This article compiles excerpts from various reports, presenting statistics and insights that could be helpful for CISOs.
CISOs becoming more comfortable with risk levels
Netskope | The Modern CISO: Bringing Balance | June 2024
- Contradicting legacy stereotypes of the CISO as inherently risk averse, only 16% of today’s CISOs classified their current risk appetite as low.
- 65% of CISOs now describe their responsibility in terms of improving business resilience, rather than managing cyber risk.
- Just 36% of CISOs see themselves playing a “protector” role primarily focused on defending the organization.
Improving OT cybersecurity remains a work in progress
Fortinet | 2024 State of Operational Technology and Cybersecurity Report | June 2024
- The percentage of organizations that are aligning OT security with the CISO continues to grow, increasing from 17% in 2023 to 27% this year.

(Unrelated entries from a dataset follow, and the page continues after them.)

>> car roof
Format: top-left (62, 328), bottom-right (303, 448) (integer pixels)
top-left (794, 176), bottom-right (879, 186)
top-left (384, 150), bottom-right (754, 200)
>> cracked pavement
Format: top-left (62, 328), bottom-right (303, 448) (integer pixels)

Most cybersecurity pros took time off due to mental health issues
Hack The Box | Building a firewall against cybersecurity burnout | June 2024
- 90% of CISOs say they are concerned about the impact of stress, fatigue, and burnout on their workforce’s well-being, whereas only 47% of CEOs seem to be equally concerned about their cybersecurity teams’ stress, fatigue, and burnout on increased errors.
Human error still perceived as the Achilles’ heel of cybersecurity
Proofpoint | 2024 Voice of the CISO | May 2024
- 70% of surveyed CISOs feel at risk of a material cyber attack over the next 12 months, compared to 68% the year before, and 48% in 2022.
- In a year of growing insider threats and people-driven data loss, more CISOs than ever (80%) see human risk, in particular negligent employees as a key cybersecurity concern over the next two years.
- The biggest cybersecurity threats perceived by CISOs in 2024 are ransomware attacks (41%), malware (38%) and email fraud (36%).
AI’s rapid growth puts pressure on CISOs to adapt to new security risks
Trellix | Mind of the CISO: Decoding the GenAI Impact | May 2024
- 76% of CISOs already use GenAI in their organizations, with most of the remaining 24% planning to.
- 89% of CISOs agree adopting and integrating GenAI tools will help address security operations staffing issues within their organization.
- 92% of CISOs expressed AI and GenAI have made them contemplate their future in the role, bringing into serious question how policy and regulation need to adapt to bolster the role of the CISO and enable organizations to secure their systems effectively.
Security tools fail to translate risks for executives
Dynatrace | The state of application security in 2024 | May 2024
- CISOs struggle to drive alignment between security teams and the C-suite, with 87% of CISOs saying application security is a blind spot at the CEO and board level.
- 71% of CISOs say DevSecOps automation is critical to ensuring reasonable measures have been taken to minimize application security risk.
Security analysts believe more than half of tasks could be automated
Anomali | Cybersecurity Priorities 2024 Report | April 2024
- 68% of CISOs surveyed are planning to consolidate the number of vendors/tools they use wherever possible.
- Only 26% of CISOs plan to add new technology to address security gaps and emerging threats.
51% of enterprises experienced a breach despite large security stacks
Pentera | The State of Pentesting 2024 | April 2024
- 50% of CISOs report that they share the results of pentest assessments with their leadership teams as well as their Boards of Directors, using these reports as a tool to communicate cybersecurity risk both within and outside their organizations.